First posted on Facebook on September 4th, 2016

Johnny will turn 91 today. Johnny played on the wing for Partick Thistle in the 1950’s and was known as the ‘Firhill Flyer’. Johnny was capped nine times for Scotland and is the only known Gaelic speaking player to represent Scotland at football. Although born in Denistoun, Glasgow, Johnny’s mother came from Tiree where Johnny now lives, his father was originally from Skye.
Johnny gained his first cap on November 4th, 1953 in a game at Hampden against Wales that doubled up as a Home International and World Cup Qualifier. Also, making his debut and only Scotland appearance was Willie Telfer of St. Mirren. The Scots drew 3-3 with goals from Allan Brown of Blackpool and Hibs Famous Five players Bobby Johnstone and Lawrie Reilly.
Five months later in April, 1954 Johnny faced England at Hampden in front of a crowd of 143,544. Scotland would lose 4-2 with the Scots goals coming from Allan Brown and debutant Hibs legend and future Scotland manager Willie Ormond. However, with Wales losing 2-1 to Northern Ireland a few days before Scotland qualified for 1954 World Cup as runner up in the 1953-54 Home International series.
Johnny’s only goal for Scotland came in a World Cup warm up against Norway in Oslo as the Scots drew one all. A few days later in Helsinki against Finland and Scotland won 2-1 with goals from Hibs duo Bobby Johnstone and Willie Ormond. This was to be the only time Johnny would taste victory in a Scotland shirt.
It’s safe to say that Scotland’s World Cup campaign in Switzerland was a bit of a disaster and most of it was self-inflicted. The SFA had decided that they would only bring thirteen players and have nine on reserve back in Scotland, despite being allotted the usual twenty two. England would only take 17 and South Korea 20 but every other team took the full 22. There was also the issue of Rangers being allowed to tour America at the same time and taking their Scotland regulars with them, thus Scotland were denied the talents of Captain George Young, Sammy Cox and Willie Waddell; all regular starts at the time.
Scotland narrowly lost their first game in Zurich one nil to Austria and the full line-up for our first ever World Cup game was; Fred Martin (Aberdeen), Willie Cunningham (Preston – Captain), Jock Aird (Burnley), Tommy Docherty (Preston), Jimmy Davidson (Partick Thistle), Doug Cowie (Dundee), Johnny MacKenzie (Thistle), Willie Fernie, Neil Mochan (both Celtic), Allan Brown (Blackpool) and Willie Ormond of Hibs.
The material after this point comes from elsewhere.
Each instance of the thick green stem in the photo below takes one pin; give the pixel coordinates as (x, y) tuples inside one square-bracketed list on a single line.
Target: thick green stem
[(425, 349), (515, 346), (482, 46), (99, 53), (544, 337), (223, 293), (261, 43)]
Their final game was against Uruguay in a very hot Basle, with the Scots playing in heavy winter football strips. Johnny is quoted as saying “Did I play in that game. I certainly didn’t touch the ball that often. It was so hot and our kit was unbearable. I lost about half a stone in weight.” The Scots lost 7-0.
Cap number seven came in December 1954 when the mercurial Hungarians came to town beating Scotland 4-2 in front of a crowd of 113,146. Scotland’s goals came from Bobby Johnstone and Off the Ball legend and Clyde player Tommy Ring. Ferenc Puskas said of Johnny’s performance that he had “never seen wing play of such a high standard”. Praise indeed.
Five months later and Johnny and his Scotland teammates were shell-shocked by a blistering start by England at Wembley that saw the Scots 4-1 down with only 27 minutes played. The game would finish 7-2 with the Scots goals coming from Lawrie Reilly and Tommy Docherty.
Johnny’s last appearance came in May, 1956 in a one each draw with Austria. Hearts’ Alfie Conn (Senior, of course) scored the Scots goal in his only appearance for the national side. Also making his debut that day was Mick Cullen of Luton Town, the only appearance ever by a Luton player for Scotland.
Johnny would go on to play for Partick Thistle for a few seasons yet before moving to Dumbarton in 1960 and finishing up his career at Derry City.